Why this Syrian teenager is one of the most inspiring Olympic athletes of Rio 2016

People


Why this Syrian teenager is one of the most inspiring Olympic athletes of Rio 2016

By Moya Crockett

9 years ago

Union Jack flags at the ready: the Olympics open in Rio this Friday, and everyone’s rooting for Team GB.

But as well as cheering on British sportswomen like Nicola Roberts, Beckie Downie and Laura Trott, we’ll also be throwing our support behind another young female athlete: Yusra Mardini.

The 18-year-old Syrian swimmer is representing the Refugee Olympic Team, a group of 10 ‘stateless’ athletes who’ll make their first appearance in Friday's opening ceremony.

And while no one makes it to the Olympics without a major dose of grit, talent and determination, it’s safe to say that Mardini has faced more challenges than most. Last year, the teenager made the harrowing journey from her war-ravaged home city of Damascus to Berlin, via Lebanon, Turkey, Greece, Macedonia, Serbia, Hungary and Austria – and helped to save the lives of 19 other refugees in the process. 
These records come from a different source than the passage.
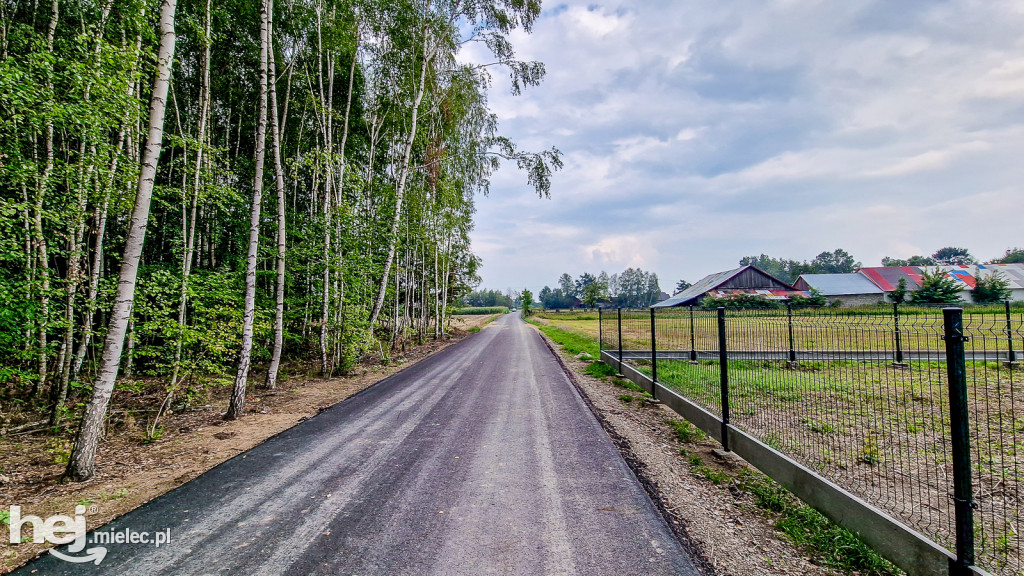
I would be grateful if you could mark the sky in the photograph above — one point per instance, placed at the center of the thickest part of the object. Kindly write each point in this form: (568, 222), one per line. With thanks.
(694, 133)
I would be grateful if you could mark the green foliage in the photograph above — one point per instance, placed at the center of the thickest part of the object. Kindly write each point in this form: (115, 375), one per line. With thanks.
(685, 432)
(527, 301)
(740, 301)
(952, 256)
(899, 294)
(816, 299)
(485, 298)
(833, 545)
(345, 222)
(991, 288)
(1012, 255)
(570, 341)
(936, 287)
(599, 370)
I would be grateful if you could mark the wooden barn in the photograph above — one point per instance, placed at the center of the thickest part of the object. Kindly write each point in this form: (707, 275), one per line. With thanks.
(745, 280)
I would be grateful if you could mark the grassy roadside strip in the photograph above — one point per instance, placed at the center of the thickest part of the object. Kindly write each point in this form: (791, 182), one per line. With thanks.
(570, 341)
(476, 329)
(479, 311)
(827, 542)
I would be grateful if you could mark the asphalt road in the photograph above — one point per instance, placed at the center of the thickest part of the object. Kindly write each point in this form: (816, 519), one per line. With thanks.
(481, 459)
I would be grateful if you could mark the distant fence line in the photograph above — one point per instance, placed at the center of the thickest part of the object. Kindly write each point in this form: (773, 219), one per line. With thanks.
(906, 427)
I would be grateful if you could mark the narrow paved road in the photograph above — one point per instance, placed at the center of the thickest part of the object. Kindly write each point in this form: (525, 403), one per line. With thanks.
(481, 459)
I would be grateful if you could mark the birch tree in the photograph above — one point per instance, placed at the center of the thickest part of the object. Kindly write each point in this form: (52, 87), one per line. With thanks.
(82, 464)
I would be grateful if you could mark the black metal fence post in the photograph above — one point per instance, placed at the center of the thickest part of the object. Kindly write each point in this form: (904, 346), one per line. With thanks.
(899, 339)
(653, 357)
(693, 339)
(1010, 335)
(961, 437)
(620, 339)
(788, 316)
(723, 361)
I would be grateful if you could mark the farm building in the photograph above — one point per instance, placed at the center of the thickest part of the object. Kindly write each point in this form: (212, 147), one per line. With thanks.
(848, 289)
(966, 277)
(887, 278)
(745, 280)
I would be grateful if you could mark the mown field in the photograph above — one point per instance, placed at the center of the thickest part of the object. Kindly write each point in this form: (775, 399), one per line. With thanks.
(878, 428)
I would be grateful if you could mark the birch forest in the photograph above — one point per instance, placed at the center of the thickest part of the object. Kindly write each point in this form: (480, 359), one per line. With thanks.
(197, 191)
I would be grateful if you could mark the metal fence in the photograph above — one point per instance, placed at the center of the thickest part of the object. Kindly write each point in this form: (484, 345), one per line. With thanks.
(893, 406)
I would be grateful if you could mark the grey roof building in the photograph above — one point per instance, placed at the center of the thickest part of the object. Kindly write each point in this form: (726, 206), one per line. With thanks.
(849, 289)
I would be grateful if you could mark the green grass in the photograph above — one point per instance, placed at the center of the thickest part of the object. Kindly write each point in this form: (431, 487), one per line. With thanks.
(479, 311)
(807, 528)
(686, 432)
(602, 370)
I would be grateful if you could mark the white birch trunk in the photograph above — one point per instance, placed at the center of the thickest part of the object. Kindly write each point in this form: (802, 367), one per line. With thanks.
(82, 462)
(238, 404)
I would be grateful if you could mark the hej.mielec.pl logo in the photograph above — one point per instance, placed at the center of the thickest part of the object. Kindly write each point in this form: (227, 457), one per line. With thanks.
(60, 529)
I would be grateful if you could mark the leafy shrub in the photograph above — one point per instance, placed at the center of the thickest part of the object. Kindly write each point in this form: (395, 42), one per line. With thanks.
(991, 288)
(936, 288)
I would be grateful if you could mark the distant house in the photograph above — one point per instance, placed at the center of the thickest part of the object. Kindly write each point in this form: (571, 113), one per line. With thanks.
(1012, 273)
(849, 289)
(744, 280)
(887, 278)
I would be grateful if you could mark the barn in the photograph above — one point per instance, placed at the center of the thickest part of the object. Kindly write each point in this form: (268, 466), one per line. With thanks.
(744, 280)
(966, 277)
(848, 289)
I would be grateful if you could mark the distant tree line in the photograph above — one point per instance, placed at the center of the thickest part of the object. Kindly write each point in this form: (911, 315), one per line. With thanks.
(837, 261)
(631, 288)
(953, 256)
(488, 298)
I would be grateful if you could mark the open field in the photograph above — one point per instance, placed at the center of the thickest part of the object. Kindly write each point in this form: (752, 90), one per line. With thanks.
(879, 428)
(769, 330)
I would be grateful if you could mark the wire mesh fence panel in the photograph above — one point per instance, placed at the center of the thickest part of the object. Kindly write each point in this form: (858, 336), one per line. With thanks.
(996, 417)
(826, 389)
(862, 398)
(687, 355)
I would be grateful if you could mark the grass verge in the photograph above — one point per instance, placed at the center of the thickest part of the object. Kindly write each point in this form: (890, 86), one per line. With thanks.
(834, 545)
(827, 542)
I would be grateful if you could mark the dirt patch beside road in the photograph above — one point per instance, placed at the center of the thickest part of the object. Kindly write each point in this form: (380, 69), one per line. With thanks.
(722, 522)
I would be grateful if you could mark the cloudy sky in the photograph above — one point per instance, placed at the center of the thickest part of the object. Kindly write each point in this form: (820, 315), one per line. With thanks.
(697, 132)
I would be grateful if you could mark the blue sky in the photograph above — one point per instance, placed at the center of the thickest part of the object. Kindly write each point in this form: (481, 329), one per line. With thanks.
(698, 132)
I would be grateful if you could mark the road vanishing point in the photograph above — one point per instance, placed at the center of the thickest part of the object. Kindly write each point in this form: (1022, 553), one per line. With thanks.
(481, 459)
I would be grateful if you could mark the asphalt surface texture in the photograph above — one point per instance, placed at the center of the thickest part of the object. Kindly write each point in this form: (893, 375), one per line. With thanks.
(481, 459)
In August 2015 – three years after the International Red Cross declared a state of civil war in Syria – Mardini and her elder sister Sarah fled their home in the war-torn capital of Damascus. The girls travelled to Lebanon and Turkey, before attempting to cross the Aegean Sea to Greece.

The sisters knew that it would be a dangerous crossing; in 2015, some 3,770 people were reported to have drowned on similar voyages across the Mediterranean. Shortly after they set off from land, the boat on which the Mardinis were travelling started to fill with water.

20 refugees were crammed onto the dinghy, which was only designed to carry six people. Most of them couldn’t swim. But Mardini had been in the water since she was three years old, when her father, a swimming coach, started giving her lessons. She and her sister jumped into the sea and started pushing the boat towards Europe.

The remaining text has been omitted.